George Ann Jackson, secretary of the GWCCC, said she was grateful to see Crystal River commemorate King as the towns of Inverness and Dunnellon did long ago.
“This day means a lot to us; it’s a day that’s long since passed…it’s a day we all deserve,” she told the Chronicle. “It was too late, but now is the time for us to celebrate.”
Several parade-goers decided to step in and join the march themselves after taking videos and photos of the emotional rally.
A caravan of cars with 20 members of the Afro-American Club of Citrus County and its officers trailed behind a uniformed and color guard unit of Crystal River High School Navy Junior Reserve Officers’ Training Corps, who shouted military cadences throughout along the walk.
Donna Lucas, chair of the county’s African American Club board, said the Chronicle King’s name above one of Crystal River’s main roads would help unify the town.
“It instills a sense of pride and it instills a sense of community,” she said. “African Americans in Crystal River and Citrus County want to be included and want to feel needed and valued for this sign to tell us everything.”
Lucas said King’s fight for fair and equal voting practices across the United States as well as the Voting Rights Act of 1965 are impacted by today’s discrimination before and in the voting booths. She said it is up to the younger generations to take a stand against such obstacles.
“Things are starting to roll back, and so we have to instill the dream, the future and the hope,” Lucas said. “It’s good to celebrate a holiday, it’s good to have a day off, but the dream didn’t come true.”
Citrus County Supervisor of Elections Maureen “Mo” Baird set up a table at Copeland Park to encourage and help Monday’s parade participants register to vote.
Members of the Citrus County Democratic Black Caucus, Citrus County Democratic Executive Committee, Moms Demand Action for Gun Sense in America, the Unitarian Church, and a few political candidates also participated in the town’s procession for King.
Bishop Al L. Hopkins, senior pastor of the Redemption Center church in Crystal River, reminded Monday’s crowd of the power of King’s advocacy for nonviolent protests and civil disobedience, such as sit-ins and protests. boycotts, which prompted Congress to help protect civil rights.

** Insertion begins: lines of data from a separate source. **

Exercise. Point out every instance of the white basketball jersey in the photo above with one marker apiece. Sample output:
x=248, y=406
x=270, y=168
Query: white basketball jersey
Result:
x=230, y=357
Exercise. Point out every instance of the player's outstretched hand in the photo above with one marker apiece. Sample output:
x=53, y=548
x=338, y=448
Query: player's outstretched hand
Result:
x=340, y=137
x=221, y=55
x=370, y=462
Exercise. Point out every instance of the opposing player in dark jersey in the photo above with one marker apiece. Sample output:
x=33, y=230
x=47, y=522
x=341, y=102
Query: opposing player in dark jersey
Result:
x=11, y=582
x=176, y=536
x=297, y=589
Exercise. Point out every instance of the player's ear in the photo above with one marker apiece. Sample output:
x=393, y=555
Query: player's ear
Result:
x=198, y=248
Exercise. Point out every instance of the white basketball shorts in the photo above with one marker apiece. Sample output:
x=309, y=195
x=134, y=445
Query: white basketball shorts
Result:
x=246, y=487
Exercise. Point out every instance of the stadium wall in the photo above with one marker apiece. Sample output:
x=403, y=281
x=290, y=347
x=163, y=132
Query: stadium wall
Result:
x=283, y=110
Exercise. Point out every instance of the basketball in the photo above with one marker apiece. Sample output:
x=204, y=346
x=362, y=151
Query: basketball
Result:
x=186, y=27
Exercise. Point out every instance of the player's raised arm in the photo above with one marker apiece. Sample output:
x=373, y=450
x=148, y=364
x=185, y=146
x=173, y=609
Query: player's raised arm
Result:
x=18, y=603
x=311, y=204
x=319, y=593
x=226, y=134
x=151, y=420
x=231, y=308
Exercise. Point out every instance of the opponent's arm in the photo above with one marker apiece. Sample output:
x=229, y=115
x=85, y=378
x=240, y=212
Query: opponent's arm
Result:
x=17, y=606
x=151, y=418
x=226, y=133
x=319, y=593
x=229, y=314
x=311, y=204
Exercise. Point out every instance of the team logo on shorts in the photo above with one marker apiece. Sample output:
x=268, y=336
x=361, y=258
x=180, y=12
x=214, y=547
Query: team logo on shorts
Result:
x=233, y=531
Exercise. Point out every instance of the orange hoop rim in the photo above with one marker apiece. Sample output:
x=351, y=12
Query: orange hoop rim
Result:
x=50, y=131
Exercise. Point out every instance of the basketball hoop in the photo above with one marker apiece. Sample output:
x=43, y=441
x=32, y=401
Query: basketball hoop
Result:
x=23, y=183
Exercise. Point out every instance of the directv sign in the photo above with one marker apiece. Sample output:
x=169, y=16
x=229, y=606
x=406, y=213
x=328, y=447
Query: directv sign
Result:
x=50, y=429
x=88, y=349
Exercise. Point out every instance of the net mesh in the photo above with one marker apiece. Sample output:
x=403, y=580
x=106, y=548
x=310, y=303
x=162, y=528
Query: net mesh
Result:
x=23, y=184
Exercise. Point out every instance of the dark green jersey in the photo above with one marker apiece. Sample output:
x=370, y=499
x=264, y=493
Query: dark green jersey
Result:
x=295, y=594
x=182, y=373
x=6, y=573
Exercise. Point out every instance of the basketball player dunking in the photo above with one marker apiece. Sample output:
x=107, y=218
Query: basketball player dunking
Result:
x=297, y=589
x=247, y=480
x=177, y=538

“They understood you didn’t need a gun…all you needed was a determined spirit and a life you were willing to sacrifice,” he said. “Change will always cost something; Dr. King’s change literally paid for with his life.
“How will you honor his memory with your own life,” Hopkins added in his speech, “and what will you sacrifice to fulfill his dream?”
Hopkins also asked people to reflect and act on the challenges their neighbors face.
“For all of us to advance human progress, I must be willing to sacrifice our own way of life to better someone else’s,” he said. “It’s not enough for us to have a better way of life when we live with people who don’t live the same way of life as we do.”